まずカウンターが目についた。懐中電灯で照らすと、腐った食べ物が散乱していた。ボブのお気に入りのチキンバーガーが異臭を放っている。
キッチン…。ボブはカウンターの側の扉を開け、真っ暗闇の中、懐中電灯を頼りに進んでいく。清潔が売りのキッチンは埃にまみれていた。出しっぱなしの包丁は錆び付き、パテには黒いカビが生えている。すると、奥で何かを発見した。

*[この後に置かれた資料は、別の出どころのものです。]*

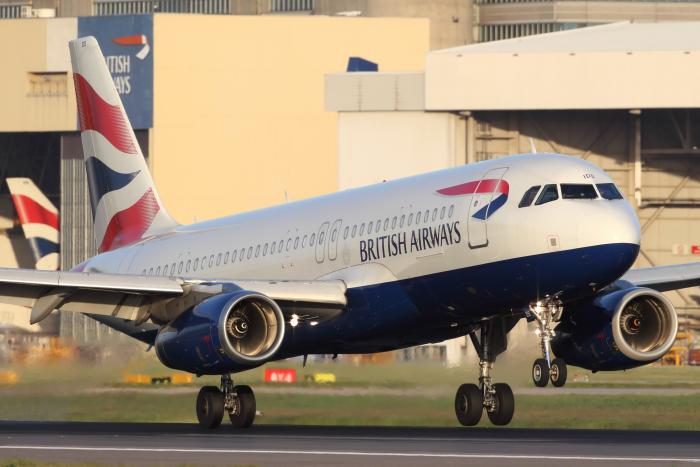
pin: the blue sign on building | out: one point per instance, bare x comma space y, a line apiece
127, 43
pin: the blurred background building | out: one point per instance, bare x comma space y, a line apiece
241, 104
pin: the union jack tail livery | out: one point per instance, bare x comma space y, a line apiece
125, 204
39, 219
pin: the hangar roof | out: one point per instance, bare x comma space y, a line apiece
623, 36
615, 66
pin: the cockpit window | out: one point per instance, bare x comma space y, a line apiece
549, 193
578, 191
609, 191
529, 196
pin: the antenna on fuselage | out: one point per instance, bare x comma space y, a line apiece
533, 149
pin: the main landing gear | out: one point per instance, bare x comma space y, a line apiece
494, 398
238, 401
547, 368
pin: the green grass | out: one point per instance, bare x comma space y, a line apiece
68, 391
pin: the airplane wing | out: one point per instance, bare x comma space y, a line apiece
160, 299
665, 278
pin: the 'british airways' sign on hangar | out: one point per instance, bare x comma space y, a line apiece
127, 43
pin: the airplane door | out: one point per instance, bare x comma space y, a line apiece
485, 192
321, 241
333, 238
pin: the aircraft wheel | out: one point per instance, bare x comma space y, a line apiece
504, 406
243, 413
540, 372
558, 372
210, 407
468, 404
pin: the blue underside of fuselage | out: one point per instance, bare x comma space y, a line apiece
448, 304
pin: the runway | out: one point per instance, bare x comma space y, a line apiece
169, 444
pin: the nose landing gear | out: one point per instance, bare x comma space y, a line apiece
494, 398
547, 369
238, 401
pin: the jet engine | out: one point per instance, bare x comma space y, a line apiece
225, 333
618, 330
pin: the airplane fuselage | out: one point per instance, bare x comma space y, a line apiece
424, 258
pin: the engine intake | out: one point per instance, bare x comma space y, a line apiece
229, 332
251, 328
617, 330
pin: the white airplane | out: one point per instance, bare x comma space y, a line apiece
464, 251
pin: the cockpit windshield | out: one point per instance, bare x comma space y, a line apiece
578, 191
609, 191
549, 193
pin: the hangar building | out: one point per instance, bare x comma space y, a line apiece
624, 96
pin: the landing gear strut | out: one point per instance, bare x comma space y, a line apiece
238, 401
547, 368
495, 398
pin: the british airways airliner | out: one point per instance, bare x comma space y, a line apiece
465, 251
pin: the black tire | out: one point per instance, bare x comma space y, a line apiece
540, 373
502, 413
210, 407
243, 414
558, 373
468, 404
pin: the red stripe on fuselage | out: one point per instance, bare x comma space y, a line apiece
96, 114
31, 212
129, 225
490, 185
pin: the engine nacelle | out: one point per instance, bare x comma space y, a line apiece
225, 333
617, 331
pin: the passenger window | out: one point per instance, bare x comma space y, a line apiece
578, 191
529, 196
549, 193
609, 191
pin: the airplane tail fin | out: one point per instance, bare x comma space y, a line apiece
39, 219
125, 204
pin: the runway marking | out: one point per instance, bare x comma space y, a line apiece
357, 453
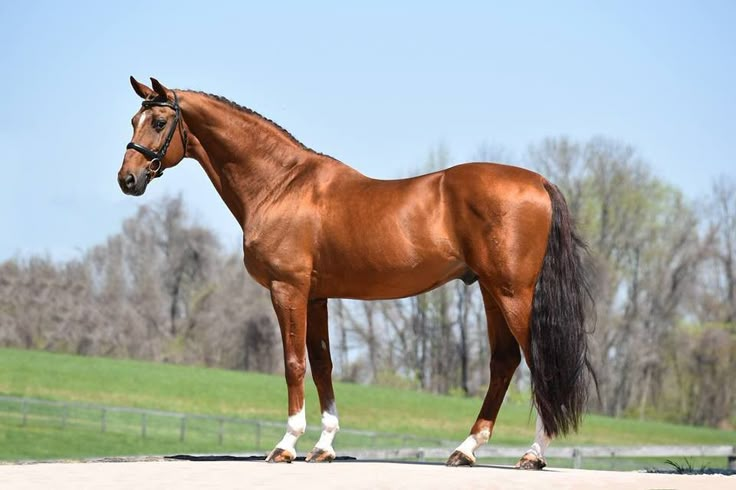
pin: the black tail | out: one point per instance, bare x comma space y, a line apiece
560, 367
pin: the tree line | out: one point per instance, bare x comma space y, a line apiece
662, 273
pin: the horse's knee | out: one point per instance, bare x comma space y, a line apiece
295, 370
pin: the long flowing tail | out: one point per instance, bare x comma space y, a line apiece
560, 368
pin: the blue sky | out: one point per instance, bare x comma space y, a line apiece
376, 86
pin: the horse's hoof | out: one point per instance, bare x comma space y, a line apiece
279, 455
319, 455
459, 458
530, 462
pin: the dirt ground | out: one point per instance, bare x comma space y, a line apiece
160, 474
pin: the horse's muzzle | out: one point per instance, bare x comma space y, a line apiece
131, 184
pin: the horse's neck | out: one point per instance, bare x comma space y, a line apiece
245, 156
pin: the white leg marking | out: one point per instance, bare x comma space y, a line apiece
295, 427
473, 442
330, 426
541, 440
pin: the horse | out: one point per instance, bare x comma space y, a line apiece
315, 228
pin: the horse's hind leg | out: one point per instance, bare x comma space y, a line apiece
318, 347
505, 358
533, 458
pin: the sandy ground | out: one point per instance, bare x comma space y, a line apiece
182, 475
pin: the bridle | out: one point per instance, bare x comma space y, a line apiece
156, 156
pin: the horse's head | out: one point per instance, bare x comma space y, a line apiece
155, 145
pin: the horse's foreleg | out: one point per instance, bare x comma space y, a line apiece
290, 304
318, 348
505, 358
533, 459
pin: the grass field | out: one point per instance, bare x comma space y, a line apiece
197, 390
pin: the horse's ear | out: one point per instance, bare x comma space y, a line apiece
160, 89
142, 91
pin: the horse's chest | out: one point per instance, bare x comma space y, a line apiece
275, 257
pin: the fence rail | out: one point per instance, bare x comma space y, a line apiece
363, 444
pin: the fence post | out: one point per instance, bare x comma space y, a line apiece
577, 459
182, 428
64, 415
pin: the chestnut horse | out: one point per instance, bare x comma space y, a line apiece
314, 228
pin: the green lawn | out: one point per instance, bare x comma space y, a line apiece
217, 392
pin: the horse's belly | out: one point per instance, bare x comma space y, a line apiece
387, 283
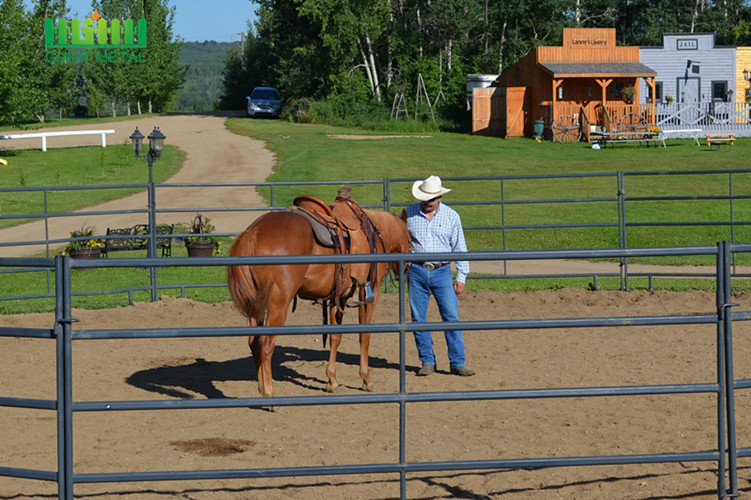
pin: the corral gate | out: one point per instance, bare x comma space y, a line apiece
723, 388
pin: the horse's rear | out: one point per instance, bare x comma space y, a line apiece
263, 293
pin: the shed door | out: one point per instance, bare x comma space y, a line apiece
515, 111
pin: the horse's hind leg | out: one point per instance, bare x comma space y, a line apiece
366, 317
333, 384
367, 384
262, 348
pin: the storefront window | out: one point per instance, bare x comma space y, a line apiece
719, 91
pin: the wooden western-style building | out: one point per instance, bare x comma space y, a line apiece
590, 80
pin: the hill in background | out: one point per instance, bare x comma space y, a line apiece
203, 79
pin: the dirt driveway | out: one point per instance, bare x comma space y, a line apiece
213, 155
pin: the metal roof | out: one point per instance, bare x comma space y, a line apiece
597, 69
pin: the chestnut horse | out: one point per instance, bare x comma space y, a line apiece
263, 293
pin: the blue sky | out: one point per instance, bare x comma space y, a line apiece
195, 20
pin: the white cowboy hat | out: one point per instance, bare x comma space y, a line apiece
428, 189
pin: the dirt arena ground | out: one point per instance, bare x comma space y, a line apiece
304, 436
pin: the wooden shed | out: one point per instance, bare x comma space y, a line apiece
585, 81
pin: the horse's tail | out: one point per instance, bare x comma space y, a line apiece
247, 293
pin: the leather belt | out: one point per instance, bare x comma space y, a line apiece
430, 266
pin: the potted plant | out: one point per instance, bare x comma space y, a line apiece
90, 248
628, 94
200, 245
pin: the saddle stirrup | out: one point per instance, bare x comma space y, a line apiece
366, 295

糞だ。多分ここに住みついているブルのものだろう…。乾燥していない。
「…早くここからトンズラしてぇな…」急に孤独感が心臓にせり上げてきた。闇の中に呑まれていく自分。
キッチンを出て、連なるテーブル席の間を進む。途中にあった両目をえぐり取られた生首に目を背ける。
奥にはショットガンをくわえたブルはおらず、代わりに憂鬱なものが焦燥感に駆られたボブに追い打ちをかけるように存在していた。
階段だ。そうだった。二階があった…。あのブルは比較的大型だったからここを上るのは雑作なかったのだろう…。
音が聞こえる。耳を澄ますと、カチリ、カチリとごく小さな音が響いてきた。